The question we're left with, then, is: why do Canseco's teammates increase their AB once he's gone? It could just be the situations, or the managers. Suppose Canseco tended to be signed by teams that were trying to win it all this year. Those teams wouldn't be playing a lot of rookies. But once they dropped back in the standings, they would tend to trade Canseco to a contender, and give their young players more at-bats.

Does that sound plausible? Canseco played on a lot more teams than most of the other ten players in the comparison set. That would suggest that he would have left a lot of teams in a rebuilding stage, wouldn't it?

Or maybe the types of managers who pushed for Canseco to be signed are the same types of managers that like to keep lots of guys on the bench. That means they get 75 AB when Canseco's on the team, and when they wind up as regulars a couple of years later, those 75 at-bats give them a data point in this study (the authors used a minimum of 50 AB).

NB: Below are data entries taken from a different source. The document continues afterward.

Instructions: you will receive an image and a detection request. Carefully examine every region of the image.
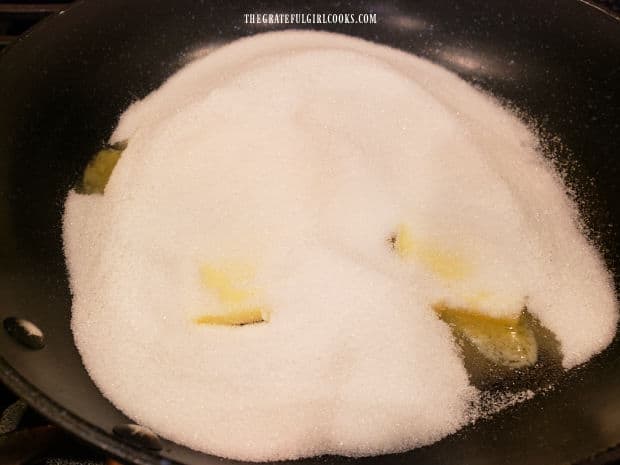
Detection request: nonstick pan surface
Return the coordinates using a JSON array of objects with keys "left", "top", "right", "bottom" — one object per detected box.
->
[{"left": 0, "top": 0, "right": 620, "bottom": 465}]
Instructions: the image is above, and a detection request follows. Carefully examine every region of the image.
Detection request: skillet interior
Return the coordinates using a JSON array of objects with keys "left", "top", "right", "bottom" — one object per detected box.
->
[{"left": 0, "top": 0, "right": 620, "bottom": 465}]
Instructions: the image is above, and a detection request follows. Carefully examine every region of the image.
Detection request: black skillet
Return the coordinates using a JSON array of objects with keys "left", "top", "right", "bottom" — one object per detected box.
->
[{"left": 0, "top": 0, "right": 620, "bottom": 465}]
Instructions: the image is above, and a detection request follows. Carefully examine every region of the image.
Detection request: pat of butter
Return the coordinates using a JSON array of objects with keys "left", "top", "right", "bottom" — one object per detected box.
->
[
  {"left": 433, "top": 303, "right": 538, "bottom": 369},
  {"left": 393, "top": 224, "right": 471, "bottom": 280},
  {"left": 194, "top": 263, "right": 270, "bottom": 326}
]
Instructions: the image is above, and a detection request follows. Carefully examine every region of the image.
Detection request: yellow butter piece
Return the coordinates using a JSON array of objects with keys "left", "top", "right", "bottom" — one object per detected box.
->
[
  {"left": 433, "top": 303, "right": 538, "bottom": 368},
  {"left": 194, "top": 262, "right": 270, "bottom": 326},
  {"left": 393, "top": 224, "right": 471, "bottom": 280},
  {"left": 81, "top": 140, "right": 126, "bottom": 194},
  {"left": 200, "top": 264, "right": 255, "bottom": 304}
]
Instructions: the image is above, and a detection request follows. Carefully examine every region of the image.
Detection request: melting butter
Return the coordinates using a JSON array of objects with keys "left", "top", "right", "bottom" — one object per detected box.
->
[
  {"left": 81, "top": 142, "right": 127, "bottom": 194},
  {"left": 391, "top": 224, "right": 471, "bottom": 280},
  {"left": 433, "top": 304, "right": 538, "bottom": 369},
  {"left": 194, "top": 263, "right": 270, "bottom": 326}
]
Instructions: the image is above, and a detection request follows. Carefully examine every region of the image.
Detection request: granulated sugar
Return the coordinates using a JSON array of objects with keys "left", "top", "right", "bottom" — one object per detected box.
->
[{"left": 64, "top": 31, "right": 618, "bottom": 461}]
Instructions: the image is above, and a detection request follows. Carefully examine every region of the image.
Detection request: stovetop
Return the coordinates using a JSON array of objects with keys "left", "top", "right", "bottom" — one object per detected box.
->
[{"left": 0, "top": 0, "right": 620, "bottom": 465}]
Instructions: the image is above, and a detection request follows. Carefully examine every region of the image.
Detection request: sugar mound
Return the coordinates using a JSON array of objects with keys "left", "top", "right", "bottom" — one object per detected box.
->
[{"left": 64, "top": 31, "right": 618, "bottom": 461}]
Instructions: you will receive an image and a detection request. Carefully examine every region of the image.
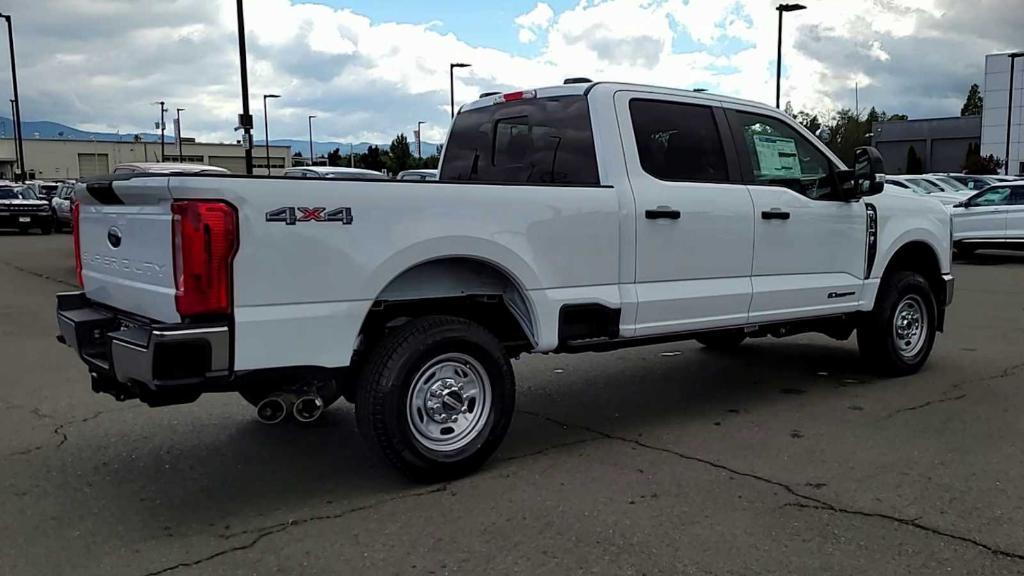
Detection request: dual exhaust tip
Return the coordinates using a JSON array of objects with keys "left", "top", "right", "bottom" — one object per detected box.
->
[{"left": 256, "top": 393, "right": 324, "bottom": 424}]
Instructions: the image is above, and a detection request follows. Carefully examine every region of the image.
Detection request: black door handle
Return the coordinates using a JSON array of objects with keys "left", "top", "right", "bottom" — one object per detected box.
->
[
  {"left": 761, "top": 210, "right": 790, "bottom": 220},
  {"left": 643, "top": 206, "right": 682, "bottom": 220}
]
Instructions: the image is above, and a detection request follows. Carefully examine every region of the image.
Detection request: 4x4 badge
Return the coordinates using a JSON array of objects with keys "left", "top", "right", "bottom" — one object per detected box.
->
[{"left": 266, "top": 206, "right": 352, "bottom": 225}]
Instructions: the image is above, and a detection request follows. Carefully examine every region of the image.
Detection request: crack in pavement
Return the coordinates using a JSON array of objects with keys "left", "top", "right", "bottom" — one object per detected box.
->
[
  {"left": 879, "top": 362, "right": 1024, "bottom": 422},
  {"left": 882, "top": 394, "right": 967, "bottom": 420},
  {"left": 495, "top": 436, "right": 608, "bottom": 463},
  {"left": 144, "top": 484, "right": 449, "bottom": 576},
  {"left": 144, "top": 420, "right": 608, "bottom": 576},
  {"left": 0, "top": 260, "right": 79, "bottom": 288},
  {"left": 6, "top": 404, "right": 143, "bottom": 457},
  {"left": 522, "top": 410, "right": 1024, "bottom": 560}
]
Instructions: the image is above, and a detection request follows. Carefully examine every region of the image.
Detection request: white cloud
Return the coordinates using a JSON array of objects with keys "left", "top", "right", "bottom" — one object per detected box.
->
[
  {"left": 514, "top": 2, "right": 555, "bottom": 44},
  {"left": 0, "top": 0, "right": 1021, "bottom": 141}
]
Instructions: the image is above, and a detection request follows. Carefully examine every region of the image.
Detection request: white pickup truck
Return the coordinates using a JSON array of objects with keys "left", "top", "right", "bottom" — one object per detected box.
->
[{"left": 57, "top": 83, "right": 953, "bottom": 481}]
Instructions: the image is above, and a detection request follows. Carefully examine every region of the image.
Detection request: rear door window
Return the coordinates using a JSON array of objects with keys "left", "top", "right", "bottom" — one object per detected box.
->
[
  {"left": 630, "top": 99, "right": 729, "bottom": 182},
  {"left": 439, "top": 95, "right": 600, "bottom": 186},
  {"left": 730, "top": 111, "right": 835, "bottom": 200},
  {"left": 971, "top": 188, "right": 1010, "bottom": 206}
]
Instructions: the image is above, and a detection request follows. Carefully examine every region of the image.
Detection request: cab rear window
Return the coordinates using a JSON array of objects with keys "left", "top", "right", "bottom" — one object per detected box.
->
[{"left": 440, "top": 95, "right": 600, "bottom": 186}]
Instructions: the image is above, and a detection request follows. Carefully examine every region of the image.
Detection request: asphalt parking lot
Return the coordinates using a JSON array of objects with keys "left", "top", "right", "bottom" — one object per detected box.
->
[{"left": 0, "top": 229, "right": 1024, "bottom": 576}]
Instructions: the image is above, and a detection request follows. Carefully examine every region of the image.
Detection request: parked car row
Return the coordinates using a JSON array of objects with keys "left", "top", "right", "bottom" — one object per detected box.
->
[
  {"left": 285, "top": 166, "right": 437, "bottom": 181},
  {"left": 0, "top": 181, "right": 53, "bottom": 234},
  {"left": 950, "top": 180, "right": 1024, "bottom": 256}
]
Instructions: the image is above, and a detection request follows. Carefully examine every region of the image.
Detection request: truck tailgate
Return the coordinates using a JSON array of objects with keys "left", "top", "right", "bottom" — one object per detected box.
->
[{"left": 76, "top": 176, "right": 180, "bottom": 322}]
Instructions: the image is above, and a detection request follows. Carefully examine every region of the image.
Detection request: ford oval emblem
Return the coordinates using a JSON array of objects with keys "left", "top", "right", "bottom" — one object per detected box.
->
[{"left": 106, "top": 227, "right": 121, "bottom": 248}]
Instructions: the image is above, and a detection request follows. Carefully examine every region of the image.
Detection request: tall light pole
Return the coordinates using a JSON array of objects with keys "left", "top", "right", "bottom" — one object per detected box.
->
[
  {"left": 10, "top": 98, "right": 22, "bottom": 177},
  {"left": 416, "top": 120, "right": 426, "bottom": 160},
  {"left": 236, "top": 0, "right": 253, "bottom": 172},
  {"left": 1002, "top": 51, "right": 1024, "bottom": 176},
  {"left": 0, "top": 12, "right": 28, "bottom": 182},
  {"left": 309, "top": 114, "right": 316, "bottom": 166},
  {"left": 174, "top": 108, "right": 185, "bottom": 162},
  {"left": 153, "top": 100, "right": 167, "bottom": 162},
  {"left": 263, "top": 94, "right": 281, "bottom": 176},
  {"left": 775, "top": 4, "right": 807, "bottom": 108},
  {"left": 449, "top": 63, "right": 473, "bottom": 120}
]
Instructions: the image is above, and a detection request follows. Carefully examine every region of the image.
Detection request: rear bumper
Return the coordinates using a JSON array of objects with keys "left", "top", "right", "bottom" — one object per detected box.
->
[{"left": 57, "top": 292, "right": 231, "bottom": 403}]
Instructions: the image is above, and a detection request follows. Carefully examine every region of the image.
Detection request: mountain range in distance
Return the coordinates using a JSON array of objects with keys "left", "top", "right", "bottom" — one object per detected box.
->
[{"left": 0, "top": 117, "right": 437, "bottom": 157}]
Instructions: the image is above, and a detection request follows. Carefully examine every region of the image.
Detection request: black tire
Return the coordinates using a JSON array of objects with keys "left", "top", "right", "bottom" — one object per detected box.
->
[
  {"left": 355, "top": 316, "right": 515, "bottom": 483},
  {"left": 857, "top": 272, "right": 938, "bottom": 376},
  {"left": 696, "top": 330, "right": 746, "bottom": 351}
]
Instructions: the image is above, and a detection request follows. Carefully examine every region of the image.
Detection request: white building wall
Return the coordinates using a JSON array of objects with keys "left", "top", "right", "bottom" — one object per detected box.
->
[
  {"left": 0, "top": 138, "right": 292, "bottom": 180},
  {"left": 981, "top": 53, "right": 1024, "bottom": 174}
]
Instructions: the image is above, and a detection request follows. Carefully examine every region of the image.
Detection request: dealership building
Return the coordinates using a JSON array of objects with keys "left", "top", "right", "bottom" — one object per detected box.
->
[
  {"left": 981, "top": 52, "right": 1024, "bottom": 174},
  {"left": 0, "top": 137, "right": 292, "bottom": 180}
]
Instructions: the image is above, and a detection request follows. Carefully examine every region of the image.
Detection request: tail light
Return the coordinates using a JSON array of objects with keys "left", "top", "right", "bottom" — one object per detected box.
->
[
  {"left": 71, "top": 200, "right": 85, "bottom": 288},
  {"left": 171, "top": 200, "right": 239, "bottom": 318}
]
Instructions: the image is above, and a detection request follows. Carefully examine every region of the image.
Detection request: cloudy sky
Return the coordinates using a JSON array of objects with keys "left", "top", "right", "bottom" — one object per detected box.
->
[{"left": 0, "top": 0, "right": 1024, "bottom": 142}]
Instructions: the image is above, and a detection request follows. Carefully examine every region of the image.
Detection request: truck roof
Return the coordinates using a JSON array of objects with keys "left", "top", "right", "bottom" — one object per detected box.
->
[{"left": 460, "top": 82, "right": 777, "bottom": 112}]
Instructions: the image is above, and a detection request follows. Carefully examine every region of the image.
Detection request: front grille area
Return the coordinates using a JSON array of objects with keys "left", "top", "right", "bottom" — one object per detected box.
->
[{"left": 0, "top": 205, "right": 50, "bottom": 214}]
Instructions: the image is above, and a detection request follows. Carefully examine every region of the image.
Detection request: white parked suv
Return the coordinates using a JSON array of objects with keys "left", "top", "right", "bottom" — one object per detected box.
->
[
  {"left": 57, "top": 78, "right": 953, "bottom": 481},
  {"left": 952, "top": 180, "right": 1024, "bottom": 256}
]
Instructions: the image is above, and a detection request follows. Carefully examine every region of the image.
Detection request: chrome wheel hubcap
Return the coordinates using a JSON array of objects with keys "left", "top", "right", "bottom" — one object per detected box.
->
[
  {"left": 893, "top": 294, "right": 928, "bottom": 358},
  {"left": 407, "top": 353, "right": 490, "bottom": 452}
]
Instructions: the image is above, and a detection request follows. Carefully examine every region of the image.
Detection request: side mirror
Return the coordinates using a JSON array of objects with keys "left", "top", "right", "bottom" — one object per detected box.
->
[{"left": 853, "top": 146, "right": 886, "bottom": 198}]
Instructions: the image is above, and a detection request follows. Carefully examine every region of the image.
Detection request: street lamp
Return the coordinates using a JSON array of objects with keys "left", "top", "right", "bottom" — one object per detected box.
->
[
  {"left": 174, "top": 108, "right": 185, "bottom": 162},
  {"left": 416, "top": 120, "right": 426, "bottom": 160},
  {"left": 449, "top": 63, "right": 473, "bottom": 120},
  {"left": 10, "top": 98, "right": 22, "bottom": 177},
  {"left": 309, "top": 115, "right": 316, "bottom": 166},
  {"left": 1002, "top": 51, "right": 1024, "bottom": 176},
  {"left": 0, "top": 12, "right": 28, "bottom": 182},
  {"left": 151, "top": 100, "right": 167, "bottom": 162},
  {"left": 775, "top": 4, "right": 807, "bottom": 108},
  {"left": 263, "top": 94, "right": 281, "bottom": 176},
  {"left": 236, "top": 0, "right": 253, "bottom": 176}
]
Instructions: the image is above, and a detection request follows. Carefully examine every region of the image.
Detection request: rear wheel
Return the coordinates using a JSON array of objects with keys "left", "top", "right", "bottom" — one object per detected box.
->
[
  {"left": 355, "top": 316, "right": 515, "bottom": 482},
  {"left": 857, "top": 272, "right": 938, "bottom": 376}
]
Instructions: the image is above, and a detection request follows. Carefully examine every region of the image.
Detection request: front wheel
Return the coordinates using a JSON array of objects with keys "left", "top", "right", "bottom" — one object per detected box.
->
[
  {"left": 857, "top": 272, "right": 937, "bottom": 376},
  {"left": 355, "top": 316, "right": 515, "bottom": 482}
]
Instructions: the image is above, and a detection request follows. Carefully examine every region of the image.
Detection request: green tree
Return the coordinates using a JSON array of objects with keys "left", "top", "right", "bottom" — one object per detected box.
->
[
  {"left": 358, "top": 146, "right": 385, "bottom": 172},
  {"left": 961, "top": 84, "right": 984, "bottom": 116},
  {"left": 794, "top": 110, "right": 821, "bottom": 134},
  {"left": 327, "top": 148, "right": 345, "bottom": 166},
  {"left": 906, "top": 145, "right": 924, "bottom": 174},
  {"left": 420, "top": 154, "right": 441, "bottom": 169},
  {"left": 387, "top": 134, "right": 414, "bottom": 174}
]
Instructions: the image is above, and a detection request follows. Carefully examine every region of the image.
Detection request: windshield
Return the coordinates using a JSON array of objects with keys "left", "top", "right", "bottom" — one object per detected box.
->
[
  {"left": 933, "top": 176, "right": 970, "bottom": 192},
  {"left": 324, "top": 172, "right": 387, "bottom": 180},
  {"left": 906, "top": 178, "right": 942, "bottom": 194},
  {"left": 0, "top": 186, "right": 36, "bottom": 200}
]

Anyway, I'm mostly just thinking out loud here; I have no idea if this is the correct answer or not. The fact remains that "post-Canseco" players did tend to increase their AB. But the significance level in the regression has a hidden assumption, that the players on Canseco's teams were random. And they're not – the patterns of player AB have a lot to do with manager and GM tendencies, which means the variances of the observations are underestimated, and the significance overestimated. That's probably why, of the 11 regressions, three of their "post" AB numbers are statistically significant at the 5% level.

Indeed, look at the "change in AB" numbers for the other 10 players:

-33, 10, 20, 1, 32, -15, -22, -46, -24, 0

Compared to these, +53 isn't *that* out of place, is it? And this hardly looks like a normal distribution, which again suggests team tendencies are at work.

My best guess is the fact that players had more AB after Canseco left has more to do with circumstances than with Canseco. And the fact that players had more HR after Canseco left is almost perfectly explained by the increase in AB, and normal aging.

Canseco may very well have influenced his teammates to use steroids -- but the evidence contained in this paper does not substantiate that hypothesis very much, if at all.

(Thanks to John Matthew for the link.)

------

UPDATE: while it is correct that the regression didn't control for age, I just noticed it *did* control for years of experience. That means that the one-home-run-per-300-AB figure is more significant than I originally thought.

However, the regression assumes that power increases over the years are constant and linear, which might not be the case. For instance, if power increases faster when the player is young, the regression might underestimate power for (say) 29-year-olds, and overestimate it for (say) 39-year-olds.

My gut still says that it's still very possible that a long-term increase of 1 HR per 300AB, even after taking tenure into account, could still have many other causes, such as management decisions on one or more of Canseco's teams. And it still could be that the entire effect is caused by the players (of Canseco's six) that are generally acknowledged to have juiced.

I wish the authors had run more regressions that controlled for playing time, so that we'd have more useful data.

Slightly off topic--but it has to do with your point about how teams are not built randomly but with a GM's intentions in mind.

I read Moneyball only about a year ago, well after revelations about steroid use by A's players, including Giambi and others. As a stat freak I loved the whole sabremetric approach by Beane, but I cynically suspected that the A's success was based on steroids rather than Excel spreadsheets.

Basically, the A's drafted lots of high-OBP college guys without power. Then they get to the big leagues and start hitting HRs. I wonder why?

Perhaps it's the high OBP hitters that have the most to gain by bulking up. Power hitters probably aren't going to improve their timing or acuity. But contact hitters can improve their strength while retaining what made them high OPS batters to begin with.

I'm not saying Beane or the A's intentionally planned some steroid conspiracy, just that their type of player had the most to gain by using steroids.

The same concept could explain the Canseco effect as well.